Sur toutes ces scènes s’étend un ciel sinistre où se montrent des signes extraordinaires ; la lune y monte menaçante et troublée de taches étranges, car c’est en ce moment que Jésus mourra. Pendant ce temps, au midi de la ville, Judas Iscariote, le traître, aiguillonné par le diable, erre dans la sauvage vallée d’Hinnom : le remords le pousse par des sentiers impraticables à des endroits maudits, marécageux, pleins de fange et l’immondices. Seul, sans compagnons, il fuit devant son ombre. Des milliers de mauvais esprits sont répandus partout, troublant la raison des hommes et les poussant au mal. L’enfer est déchaîné : il excite partout au péché ; le fardeau de l’Agneau s’accroît : Satan, redouble de rage et sème partout le désordre et la contusion. L’Agneau prend sur lui tout ce fardeau, mais Satan veut le péché, et, si ce juste ne pèche point, si la tentation est impuissante à le faire tomber, il faut au moins que ses ennemis meurent dans leur péché. Les Anges sont entre la douleur et la joie, ils voudraient prier devant le trône de Dieu, et pouvoir porter secours à Jésus ; mais ils ne peuvent qu’adorer dans leur étonnement le miracle de la justice et de la miséricorde divine, qui était dans le ciel de toute éternité et qui commence à s’accomplir dans le temps ; car les Anges aussi croient en Dieu le Père tout-puissant créateur du ciel et de la terre ; et en Jésus-Christ, son Fus unique Notre Seigneur, qui a été conçu du Saint Esprit, est né de la Vierge Marie, qui commence cette nuit à souffrir sous Ponce Pilate, qui demain sera crucifié, mourra et sera enseveli : qui descendra aux enfers et ressuscitera le troisième jour : qui montera au ciel où il est assis à la droite de Dieu le Père tout-puissant ; d’où il viendra juger les vivants et les morts : eux aussi croient au Saint Esprit, à la sainte Eglise catholique, à la communion des Saints, à la rémission des péchés, à la résurrection de la chair et à la vie éternelle. Ainsi soit-il.

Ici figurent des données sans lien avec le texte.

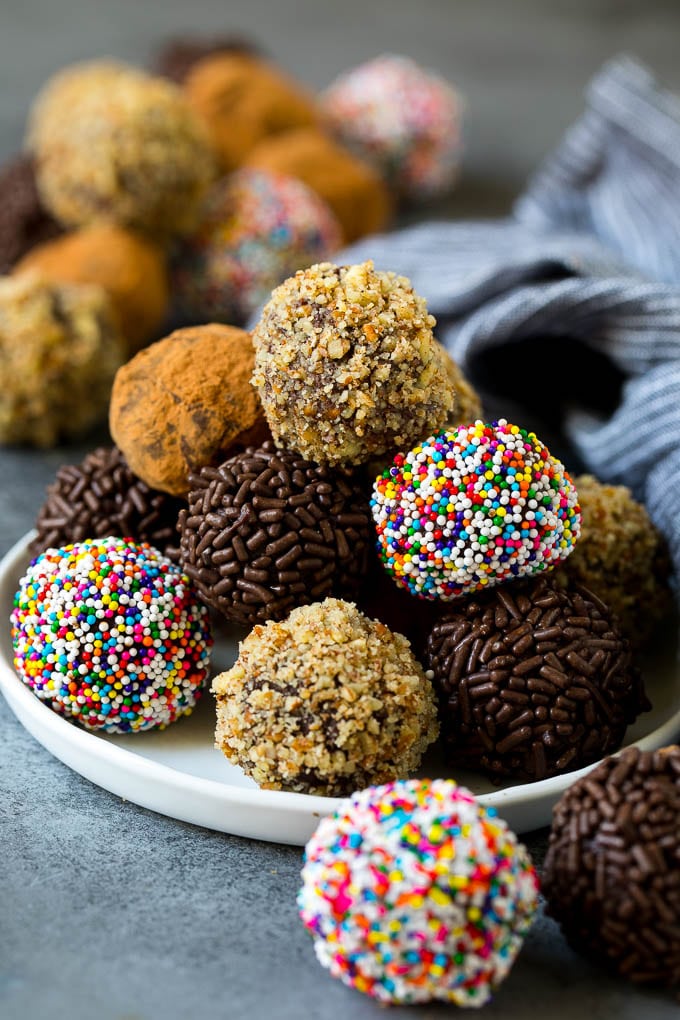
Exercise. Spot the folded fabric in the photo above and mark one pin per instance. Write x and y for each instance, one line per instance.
(574, 299)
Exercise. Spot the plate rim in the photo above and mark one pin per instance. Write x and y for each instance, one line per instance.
(47, 726)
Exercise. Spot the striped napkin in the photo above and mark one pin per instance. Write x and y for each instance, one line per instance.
(572, 302)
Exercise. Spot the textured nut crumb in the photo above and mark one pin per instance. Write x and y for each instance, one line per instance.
(355, 341)
(324, 702)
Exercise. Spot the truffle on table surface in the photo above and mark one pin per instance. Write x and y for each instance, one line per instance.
(256, 230)
(101, 497)
(324, 702)
(347, 366)
(533, 679)
(110, 634)
(242, 99)
(612, 872)
(60, 347)
(24, 221)
(414, 891)
(351, 187)
(268, 530)
(401, 117)
(111, 142)
(129, 267)
(186, 402)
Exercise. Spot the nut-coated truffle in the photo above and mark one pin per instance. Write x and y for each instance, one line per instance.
(101, 497)
(623, 558)
(324, 702)
(347, 366)
(268, 530)
(242, 99)
(184, 402)
(113, 143)
(60, 347)
(612, 871)
(533, 680)
(131, 268)
(352, 188)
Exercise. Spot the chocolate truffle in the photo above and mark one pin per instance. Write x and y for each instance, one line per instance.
(402, 118)
(23, 219)
(533, 680)
(242, 99)
(184, 402)
(352, 188)
(131, 268)
(101, 497)
(473, 507)
(268, 530)
(413, 893)
(347, 366)
(60, 347)
(612, 871)
(178, 54)
(623, 558)
(256, 230)
(113, 143)
(324, 702)
(110, 634)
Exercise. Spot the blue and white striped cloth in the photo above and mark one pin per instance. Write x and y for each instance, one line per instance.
(588, 261)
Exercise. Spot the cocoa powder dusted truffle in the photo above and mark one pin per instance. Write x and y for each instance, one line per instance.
(101, 497)
(533, 680)
(184, 402)
(60, 347)
(612, 871)
(347, 366)
(268, 530)
(324, 702)
(623, 558)
(112, 142)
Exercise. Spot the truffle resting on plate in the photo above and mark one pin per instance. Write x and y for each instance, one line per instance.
(60, 348)
(324, 702)
(533, 679)
(186, 402)
(110, 634)
(101, 497)
(267, 530)
(347, 365)
(414, 891)
(612, 871)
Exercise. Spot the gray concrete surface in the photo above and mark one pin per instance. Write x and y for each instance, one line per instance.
(109, 911)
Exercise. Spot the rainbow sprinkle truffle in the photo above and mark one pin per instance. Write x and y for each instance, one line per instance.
(110, 633)
(473, 507)
(414, 891)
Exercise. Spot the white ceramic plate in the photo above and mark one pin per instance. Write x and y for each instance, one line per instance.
(178, 772)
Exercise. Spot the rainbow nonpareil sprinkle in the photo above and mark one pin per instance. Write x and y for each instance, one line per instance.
(110, 633)
(414, 891)
(472, 507)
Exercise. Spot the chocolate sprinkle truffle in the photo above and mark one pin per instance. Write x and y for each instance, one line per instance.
(324, 702)
(101, 497)
(612, 871)
(533, 680)
(268, 530)
(347, 365)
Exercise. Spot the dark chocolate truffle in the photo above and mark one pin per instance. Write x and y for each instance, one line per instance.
(533, 680)
(268, 530)
(101, 497)
(612, 872)
(24, 221)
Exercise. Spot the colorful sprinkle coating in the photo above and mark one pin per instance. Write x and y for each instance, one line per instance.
(110, 633)
(472, 507)
(414, 891)
(258, 228)
(402, 118)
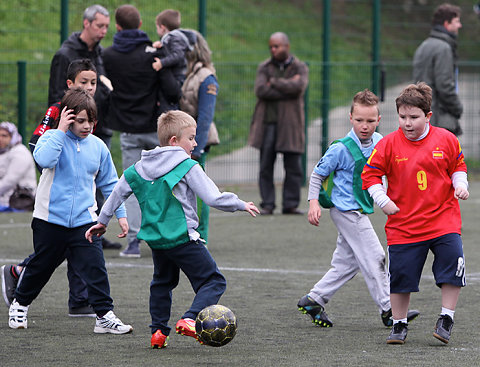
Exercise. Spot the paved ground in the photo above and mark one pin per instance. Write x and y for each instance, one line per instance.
(241, 166)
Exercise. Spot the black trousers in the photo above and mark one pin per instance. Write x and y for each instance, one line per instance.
(51, 243)
(292, 164)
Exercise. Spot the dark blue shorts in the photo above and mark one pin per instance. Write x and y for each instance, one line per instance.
(406, 263)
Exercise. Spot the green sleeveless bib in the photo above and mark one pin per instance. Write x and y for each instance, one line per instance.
(164, 224)
(361, 196)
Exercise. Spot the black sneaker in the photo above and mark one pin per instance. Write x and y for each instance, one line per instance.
(388, 321)
(9, 283)
(82, 311)
(307, 305)
(398, 333)
(443, 328)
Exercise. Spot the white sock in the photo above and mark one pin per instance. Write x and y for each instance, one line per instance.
(401, 320)
(446, 311)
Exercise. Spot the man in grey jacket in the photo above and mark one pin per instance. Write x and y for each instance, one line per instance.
(435, 63)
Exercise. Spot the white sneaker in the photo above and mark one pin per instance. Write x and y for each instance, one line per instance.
(17, 316)
(110, 323)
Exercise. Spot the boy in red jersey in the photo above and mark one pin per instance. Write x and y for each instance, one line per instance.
(426, 174)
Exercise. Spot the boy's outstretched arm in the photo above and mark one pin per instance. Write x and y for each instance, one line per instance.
(314, 212)
(460, 184)
(251, 208)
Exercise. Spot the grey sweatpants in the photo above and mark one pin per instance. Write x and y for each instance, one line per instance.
(358, 249)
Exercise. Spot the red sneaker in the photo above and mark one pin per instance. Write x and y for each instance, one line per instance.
(186, 327)
(158, 340)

Tout cela n’est qu’une faible partie des impressions qui nécessairement remplissaient d’angoisses, de repentir de consolation et de compassion, jusqu’au point de le briser, un pauvre coeur tout souillé de péchés, quand la contemplation, comme pour implorer du secours, se détournait des souffrances du Sauveur, cruellement traîné par ses bourreaux, et s’élevait au-dessus de Jérusalem à cette heure de minuit, la plus solennelle des siècles, où la justice infinie et l’infinie miséricorde de Dieu, se rencontrant, s’embrassant et se pénétrant, commencèrent la plus sainte œuvre de la charité envers Dieu et les hommes, pour châtier sur l’Homme-Dieu et expier par l’Homme-Dieu les péchés de l’humanité.

Tel était l’état des choses lorsque notre cher Sauveur fut conduit devant Anne.